Implication régionale et communautaire
Depuis 2003, Stephen Kakfwi participe, au nom des communautés du Sahtu, aux négociations entourant la construction et les activités d’exploitation du projet de pipeline de la vallée du Mackenzie. Il fait également de la sensibilisation au sujet des sévices que lui-même ainsi que d’autres Autochtones ont vécus dans les pensionnats indiens. En 2005, il est invité à la Table ronde nationale sur l’environnement et l’économie, un groupe jouissant d’une vaste représentativité qui est chargé de conseiller le gouvernement du Canada dans ses stratégies à long terme en matière d’énergie et de changements climatiques. Stephen Kakfwi est également conseiller pour la branche canadienne du Fonds mondial pour la nature (Canada) et siège au conseil de Vision Television. Il soutient une foule d’initiatives communautaires locales et promeut une approche équilibrée en ce qui a trait au développement des ressources, de façon à respecter les besoins des Autochtones, à protéger l’environnement et à attirer les investissements des entreprises. De plus, Stephen Kakfwi est aux premières lignes de nombreuses initiatives, notamment la Campagne mondiale de conservation de la forêt boréale et l’Initiative de leadership autochtone. En 2014, il fonde l’organisme Les Canadiens pour un nouveau partenariat, dont il est président et chef de la direction. Stephen Kakfwi est aussi souvent conférencier et est un auteur-compositeur-interprète de renom.
Prix et honneurs
Prix d’excellence décerné aux Autochtones, catégorie services publics (maintenant prix Indspire) (1997)
Prix du Conseil des Canadiens avec déficiences (2003)
Médaille du Gouverneur général pour la nordicité (2012)
Importance
La carrière politique et professionnelle de Stephen Kakfwi se déroule au cours d’une importante période de transition en ce qui a trait au développement du Nord. À l’époque où Stephen Kakfwi fréquente le Grandin College entouré de plusieurs des futurs leaders de la politique territoriale, les droits des peuples autochtones de la région sont peu reconnus, aucun traité moderne n’est sur la table et leur rôle dans l’économie des ressources est minime. La lutte politique qu’il joint et finit par mener dans les années 1970 et 1980 a un effet remarquable : elle lance le processus des revendications territoriales dans le Nord, permet la ratification d’une série de traités impressionnants, fait avancer la cause pour la dévolution des pouvoirs et un gouvernement responsable aux Territoires du Nord-Ouest et redéfinit le rôle des peuples et collectivités autochtones au sein de l’économie des ressources naturelles. Stephen Kakfwi joue un rôle important dans la division des T.N.-O. et dans la création du Nunavut; il agit d’ailleurs à titre de premier ministre des T.N.-O. au cours des années cruciales suivant cette division.
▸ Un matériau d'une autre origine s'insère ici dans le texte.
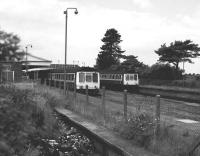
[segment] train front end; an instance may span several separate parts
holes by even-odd
[[[139,89],[138,74],[136,74],[136,73],[124,74],[123,85],[129,91],[138,92],[138,89]]]
[[[100,74],[96,71],[78,71],[76,73],[76,89],[85,91],[88,86],[88,91],[91,94],[98,94],[100,88]]]

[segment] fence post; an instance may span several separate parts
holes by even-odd
[[[58,83],[58,89],[60,90],[60,92],[62,92],[62,88],[61,88],[61,86],[62,86],[62,81],[59,81],[59,83]]]
[[[76,99],[76,84],[74,84],[74,98]]]
[[[155,135],[160,134],[160,95],[156,95]]]
[[[44,79],[44,84],[47,86],[47,79]]]
[[[86,85],[85,94],[86,94],[86,105],[88,105],[89,104],[88,85]]]
[[[124,120],[125,122],[128,121],[127,119],[127,90],[124,90]]]
[[[56,88],[56,82],[57,82],[57,81],[54,81],[54,88]]]
[[[104,118],[104,124],[105,124],[105,119],[106,119],[105,92],[106,92],[106,89],[103,86],[102,87],[102,113],[103,113],[103,118]]]

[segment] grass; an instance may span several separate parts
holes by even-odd
[[[153,80],[153,79],[142,79],[141,85],[157,86],[161,88],[174,88],[177,90],[189,90],[199,91],[200,82],[199,80]]]

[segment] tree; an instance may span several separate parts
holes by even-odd
[[[98,69],[107,69],[112,65],[119,64],[124,51],[121,50],[119,43],[121,35],[114,28],[108,29],[101,40],[104,44],[100,47],[101,51],[96,60]]]
[[[160,62],[172,63],[178,71],[180,62],[192,62],[192,58],[200,56],[198,44],[192,43],[191,40],[175,41],[169,46],[161,45],[155,53],[159,55]]]
[[[141,67],[143,65],[142,62],[139,62],[137,56],[128,55],[123,57],[125,61],[121,63],[121,66],[126,68],[126,71],[136,72],[136,68]]]
[[[151,66],[148,74],[148,78],[159,80],[175,80],[181,78],[182,71],[170,64],[156,63]]]
[[[19,46],[20,38],[12,33],[0,30],[0,61],[19,61],[24,51]]]

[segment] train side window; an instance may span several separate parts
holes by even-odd
[[[117,75],[115,76],[115,78],[118,80],[118,79],[119,79],[119,75],[117,74]]]
[[[86,73],[86,82],[92,82],[92,74]]]
[[[66,80],[69,80],[69,74],[66,75]]]
[[[137,81],[137,79],[138,79],[138,78],[137,78],[137,74],[135,74],[135,75],[134,75],[134,80]]]
[[[106,78],[106,79],[108,79],[108,78],[109,78],[109,77],[108,77],[108,74],[106,74],[106,75],[105,75],[105,78]]]
[[[79,73],[79,82],[85,82],[85,73]]]
[[[93,73],[93,82],[98,82],[98,74]]]

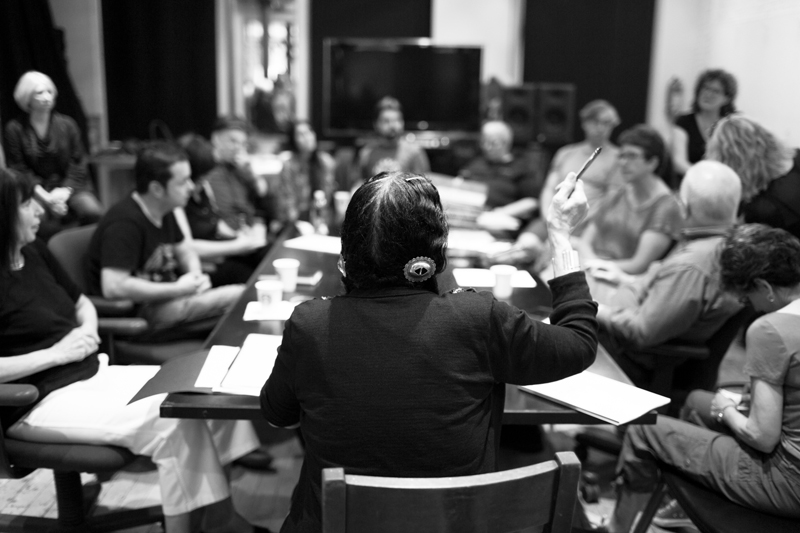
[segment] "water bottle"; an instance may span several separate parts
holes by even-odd
[[[328,234],[328,224],[325,221],[325,212],[328,207],[328,197],[325,191],[317,189],[314,191],[313,202],[311,205],[311,224],[314,226],[314,233],[318,235]]]

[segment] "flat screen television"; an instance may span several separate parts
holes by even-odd
[[[480,128],[481,48],[428,39],[326,39],[323,134],[373,131],[375,104],[393,96],[407,132],[457,137]]]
Très peu de provinces ou territoires canadiens ont connu des changements politiques, juridiques et constitutionnels aussi rapides que les Territoires du Nord-Ouest dans les années 1970 à 2000. Encore moins nombreux sont les gens qui peuvent se targuer d’avoir été aux premières loges de ces transformations politiques d’envergure, et d’avoir participé de façon aussi active, professionnelle et constructive au réaménagement du Nord que Stephen Kakfwi.